P.S. one more thing is that, i would like to allow certain (very limited) JS. Do you think it is ok to convert (my custom) tags like [ajax:getUserName] into real JS, in the final process?
Thanks very much!
Let's assume for a moment that HTML Purifier has no security vulnerabilities (generally, it's a bad bet to assume software is not buggy, so beware.)
Q1: If you use HTML Purifier as described by the documentation (use it to purify HTML, put the result of HTML Purifier only in HTML contexts, configure your character encoding properly), then attackers should not be able to load their scripts. It is "safe" out of the box.

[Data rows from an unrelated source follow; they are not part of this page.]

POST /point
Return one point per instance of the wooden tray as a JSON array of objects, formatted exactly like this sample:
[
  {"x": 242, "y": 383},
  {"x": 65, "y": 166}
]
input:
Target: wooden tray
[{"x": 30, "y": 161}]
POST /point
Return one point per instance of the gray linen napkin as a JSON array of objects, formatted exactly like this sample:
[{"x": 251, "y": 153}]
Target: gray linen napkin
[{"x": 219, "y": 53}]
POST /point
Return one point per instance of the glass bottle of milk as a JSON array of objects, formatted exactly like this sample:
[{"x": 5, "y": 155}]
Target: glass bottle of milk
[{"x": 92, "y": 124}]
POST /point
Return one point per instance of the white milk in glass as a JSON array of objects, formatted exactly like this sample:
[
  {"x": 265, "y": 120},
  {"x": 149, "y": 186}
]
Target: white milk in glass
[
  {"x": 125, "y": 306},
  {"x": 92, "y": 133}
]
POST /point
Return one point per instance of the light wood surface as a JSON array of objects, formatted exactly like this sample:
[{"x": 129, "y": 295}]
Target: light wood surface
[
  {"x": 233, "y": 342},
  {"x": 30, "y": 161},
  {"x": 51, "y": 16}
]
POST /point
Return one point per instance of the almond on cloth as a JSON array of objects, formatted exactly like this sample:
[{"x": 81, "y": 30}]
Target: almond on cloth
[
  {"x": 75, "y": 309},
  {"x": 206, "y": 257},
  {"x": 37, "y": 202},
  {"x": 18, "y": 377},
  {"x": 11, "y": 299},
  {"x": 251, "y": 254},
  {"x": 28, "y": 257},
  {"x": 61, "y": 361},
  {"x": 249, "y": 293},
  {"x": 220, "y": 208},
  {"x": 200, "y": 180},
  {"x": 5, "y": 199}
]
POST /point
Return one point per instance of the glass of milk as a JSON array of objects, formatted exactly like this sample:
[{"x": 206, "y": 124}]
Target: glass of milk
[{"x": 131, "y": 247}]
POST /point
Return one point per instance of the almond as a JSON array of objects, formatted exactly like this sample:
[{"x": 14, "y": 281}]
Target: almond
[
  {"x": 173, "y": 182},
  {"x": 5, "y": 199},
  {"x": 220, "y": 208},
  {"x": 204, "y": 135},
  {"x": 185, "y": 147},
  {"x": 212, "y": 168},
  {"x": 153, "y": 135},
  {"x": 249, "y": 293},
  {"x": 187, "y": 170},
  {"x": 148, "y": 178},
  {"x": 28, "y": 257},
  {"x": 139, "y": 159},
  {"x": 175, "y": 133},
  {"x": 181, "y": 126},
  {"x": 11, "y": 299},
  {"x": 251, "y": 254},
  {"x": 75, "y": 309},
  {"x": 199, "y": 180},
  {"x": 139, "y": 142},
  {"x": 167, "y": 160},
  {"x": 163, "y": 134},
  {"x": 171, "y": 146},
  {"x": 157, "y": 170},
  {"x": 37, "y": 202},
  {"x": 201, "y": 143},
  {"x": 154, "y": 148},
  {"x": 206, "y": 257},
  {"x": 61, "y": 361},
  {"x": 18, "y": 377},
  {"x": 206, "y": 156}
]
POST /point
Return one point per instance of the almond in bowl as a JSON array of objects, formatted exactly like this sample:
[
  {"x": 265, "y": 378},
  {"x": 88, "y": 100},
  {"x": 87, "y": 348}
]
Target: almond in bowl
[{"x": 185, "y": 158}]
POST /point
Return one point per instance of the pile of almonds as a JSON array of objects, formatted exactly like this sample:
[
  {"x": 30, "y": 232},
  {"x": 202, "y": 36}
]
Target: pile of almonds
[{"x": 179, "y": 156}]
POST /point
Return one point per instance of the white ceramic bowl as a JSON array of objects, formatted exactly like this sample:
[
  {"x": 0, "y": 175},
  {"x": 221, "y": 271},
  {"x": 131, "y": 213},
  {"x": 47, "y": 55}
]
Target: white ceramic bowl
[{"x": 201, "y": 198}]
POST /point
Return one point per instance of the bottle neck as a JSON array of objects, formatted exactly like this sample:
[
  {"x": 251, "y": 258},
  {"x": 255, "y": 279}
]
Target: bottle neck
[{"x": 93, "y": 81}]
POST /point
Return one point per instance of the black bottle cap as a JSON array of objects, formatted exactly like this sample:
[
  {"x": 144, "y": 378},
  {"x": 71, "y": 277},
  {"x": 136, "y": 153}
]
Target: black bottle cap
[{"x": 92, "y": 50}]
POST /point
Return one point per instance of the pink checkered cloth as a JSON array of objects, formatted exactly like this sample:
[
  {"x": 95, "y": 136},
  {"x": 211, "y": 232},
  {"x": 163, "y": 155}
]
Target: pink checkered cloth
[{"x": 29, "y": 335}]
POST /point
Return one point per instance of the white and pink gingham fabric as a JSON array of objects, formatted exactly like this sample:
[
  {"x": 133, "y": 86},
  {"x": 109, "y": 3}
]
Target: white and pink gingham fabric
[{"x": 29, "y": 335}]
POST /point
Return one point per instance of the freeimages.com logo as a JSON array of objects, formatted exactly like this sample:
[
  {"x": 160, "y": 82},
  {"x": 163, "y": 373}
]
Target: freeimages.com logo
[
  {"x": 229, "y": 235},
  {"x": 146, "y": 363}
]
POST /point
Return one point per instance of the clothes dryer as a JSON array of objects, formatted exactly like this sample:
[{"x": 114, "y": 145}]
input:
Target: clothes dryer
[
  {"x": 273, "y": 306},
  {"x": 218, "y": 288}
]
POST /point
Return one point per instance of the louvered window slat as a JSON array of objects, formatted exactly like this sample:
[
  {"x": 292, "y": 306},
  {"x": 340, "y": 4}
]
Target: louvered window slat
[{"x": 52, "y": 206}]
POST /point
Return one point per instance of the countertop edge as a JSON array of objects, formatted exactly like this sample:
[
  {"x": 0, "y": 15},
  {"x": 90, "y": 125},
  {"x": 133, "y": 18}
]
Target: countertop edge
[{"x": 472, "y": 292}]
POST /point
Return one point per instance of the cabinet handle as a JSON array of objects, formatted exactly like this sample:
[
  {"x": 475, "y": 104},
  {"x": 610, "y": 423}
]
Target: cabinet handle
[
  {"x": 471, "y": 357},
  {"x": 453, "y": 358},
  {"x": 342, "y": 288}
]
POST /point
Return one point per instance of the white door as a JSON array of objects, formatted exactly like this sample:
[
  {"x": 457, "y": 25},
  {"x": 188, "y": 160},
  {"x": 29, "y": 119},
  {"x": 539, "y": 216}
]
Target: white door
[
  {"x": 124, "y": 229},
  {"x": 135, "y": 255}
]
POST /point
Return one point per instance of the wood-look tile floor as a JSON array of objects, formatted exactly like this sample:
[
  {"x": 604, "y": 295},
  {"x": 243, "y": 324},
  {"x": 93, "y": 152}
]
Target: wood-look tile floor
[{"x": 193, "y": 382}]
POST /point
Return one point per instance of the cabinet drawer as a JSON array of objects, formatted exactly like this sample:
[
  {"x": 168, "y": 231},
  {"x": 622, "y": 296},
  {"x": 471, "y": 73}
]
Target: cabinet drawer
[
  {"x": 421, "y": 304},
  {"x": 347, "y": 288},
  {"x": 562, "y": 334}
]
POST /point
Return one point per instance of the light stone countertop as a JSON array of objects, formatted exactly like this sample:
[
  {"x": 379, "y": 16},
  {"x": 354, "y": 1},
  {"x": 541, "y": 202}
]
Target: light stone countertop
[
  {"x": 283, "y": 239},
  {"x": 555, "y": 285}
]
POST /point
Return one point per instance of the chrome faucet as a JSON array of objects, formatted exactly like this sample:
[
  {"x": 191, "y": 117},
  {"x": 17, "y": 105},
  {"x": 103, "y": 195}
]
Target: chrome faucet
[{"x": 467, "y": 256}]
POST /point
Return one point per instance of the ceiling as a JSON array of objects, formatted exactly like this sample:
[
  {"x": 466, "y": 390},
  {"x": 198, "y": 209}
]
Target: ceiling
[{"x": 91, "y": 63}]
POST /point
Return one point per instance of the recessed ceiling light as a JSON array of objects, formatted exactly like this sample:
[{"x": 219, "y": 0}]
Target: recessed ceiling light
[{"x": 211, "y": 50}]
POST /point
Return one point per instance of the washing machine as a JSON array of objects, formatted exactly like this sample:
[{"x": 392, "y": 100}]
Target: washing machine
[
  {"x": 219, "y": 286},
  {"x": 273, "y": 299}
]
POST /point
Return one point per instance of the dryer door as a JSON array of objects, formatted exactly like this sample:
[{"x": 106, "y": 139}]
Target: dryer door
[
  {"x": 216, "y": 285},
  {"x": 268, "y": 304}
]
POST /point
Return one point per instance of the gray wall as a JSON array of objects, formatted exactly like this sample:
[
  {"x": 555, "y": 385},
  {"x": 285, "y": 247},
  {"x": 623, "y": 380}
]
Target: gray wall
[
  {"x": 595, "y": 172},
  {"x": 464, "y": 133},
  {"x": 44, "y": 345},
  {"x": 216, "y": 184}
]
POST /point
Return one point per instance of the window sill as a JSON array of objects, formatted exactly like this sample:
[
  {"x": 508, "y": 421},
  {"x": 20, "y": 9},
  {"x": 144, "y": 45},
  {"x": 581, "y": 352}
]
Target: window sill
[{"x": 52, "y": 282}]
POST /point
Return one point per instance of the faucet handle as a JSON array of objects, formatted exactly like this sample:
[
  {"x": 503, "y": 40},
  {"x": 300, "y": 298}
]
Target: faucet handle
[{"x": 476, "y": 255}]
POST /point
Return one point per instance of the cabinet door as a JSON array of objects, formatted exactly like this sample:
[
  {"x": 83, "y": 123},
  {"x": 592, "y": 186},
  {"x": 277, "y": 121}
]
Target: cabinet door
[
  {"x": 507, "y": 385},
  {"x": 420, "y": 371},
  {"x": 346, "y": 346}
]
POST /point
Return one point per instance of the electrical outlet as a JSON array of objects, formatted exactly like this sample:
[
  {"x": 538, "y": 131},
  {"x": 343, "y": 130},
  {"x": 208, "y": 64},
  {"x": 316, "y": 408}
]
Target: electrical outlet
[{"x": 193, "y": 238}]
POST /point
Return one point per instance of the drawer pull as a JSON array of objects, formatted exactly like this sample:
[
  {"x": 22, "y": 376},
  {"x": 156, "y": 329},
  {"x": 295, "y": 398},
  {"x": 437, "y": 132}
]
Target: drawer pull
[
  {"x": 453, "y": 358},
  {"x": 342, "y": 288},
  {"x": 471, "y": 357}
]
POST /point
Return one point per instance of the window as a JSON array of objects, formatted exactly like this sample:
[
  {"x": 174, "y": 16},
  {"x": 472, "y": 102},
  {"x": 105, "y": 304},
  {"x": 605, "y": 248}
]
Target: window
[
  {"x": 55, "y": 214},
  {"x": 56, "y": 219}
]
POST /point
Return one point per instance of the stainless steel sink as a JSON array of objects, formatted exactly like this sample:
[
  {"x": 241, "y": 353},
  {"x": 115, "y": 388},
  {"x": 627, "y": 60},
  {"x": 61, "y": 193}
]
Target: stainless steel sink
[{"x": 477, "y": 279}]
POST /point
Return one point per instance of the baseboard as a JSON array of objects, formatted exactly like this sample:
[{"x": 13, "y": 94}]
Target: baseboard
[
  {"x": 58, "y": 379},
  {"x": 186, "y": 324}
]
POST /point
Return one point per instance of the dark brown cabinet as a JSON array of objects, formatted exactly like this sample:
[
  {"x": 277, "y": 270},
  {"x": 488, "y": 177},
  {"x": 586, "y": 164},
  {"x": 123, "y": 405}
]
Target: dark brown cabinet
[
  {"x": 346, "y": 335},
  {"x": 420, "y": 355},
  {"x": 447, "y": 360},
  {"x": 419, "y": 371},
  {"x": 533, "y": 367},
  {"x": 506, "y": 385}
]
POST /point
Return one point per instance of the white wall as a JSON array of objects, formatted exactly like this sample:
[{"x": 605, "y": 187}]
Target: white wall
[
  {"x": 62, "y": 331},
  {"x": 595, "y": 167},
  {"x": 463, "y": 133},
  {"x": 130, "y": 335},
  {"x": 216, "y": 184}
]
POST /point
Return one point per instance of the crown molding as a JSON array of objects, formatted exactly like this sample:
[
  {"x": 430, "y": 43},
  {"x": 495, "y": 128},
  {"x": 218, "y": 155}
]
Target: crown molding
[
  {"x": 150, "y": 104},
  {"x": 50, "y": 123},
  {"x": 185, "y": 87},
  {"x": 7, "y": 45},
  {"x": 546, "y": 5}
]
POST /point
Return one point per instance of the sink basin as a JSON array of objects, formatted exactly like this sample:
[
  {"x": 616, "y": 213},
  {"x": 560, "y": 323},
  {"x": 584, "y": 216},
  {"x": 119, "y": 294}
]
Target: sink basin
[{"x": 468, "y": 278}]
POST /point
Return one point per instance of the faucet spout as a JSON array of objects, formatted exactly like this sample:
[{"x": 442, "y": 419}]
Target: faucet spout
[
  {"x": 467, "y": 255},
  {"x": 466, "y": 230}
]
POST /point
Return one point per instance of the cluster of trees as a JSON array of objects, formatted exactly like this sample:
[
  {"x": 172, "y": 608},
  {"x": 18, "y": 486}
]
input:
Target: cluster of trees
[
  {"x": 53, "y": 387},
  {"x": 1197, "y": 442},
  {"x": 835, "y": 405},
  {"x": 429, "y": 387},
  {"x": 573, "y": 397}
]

Q2: HTML Purifier will not allow you to allow the >script<; it will reject it as unknown.
Q3: Unfortunately, HTML Purifier only currently directly supports blacklisting strings in host names (using %URI.HostBlacklist) and only allow local links (%URI.DisableExternal). But you could define a URI filter for a more complicated policy.
Q4: The no external links restriction is not necessary, it should be free of XSS.
PS: That is OK, as long as you handle escaping user input that is included into the JS properly.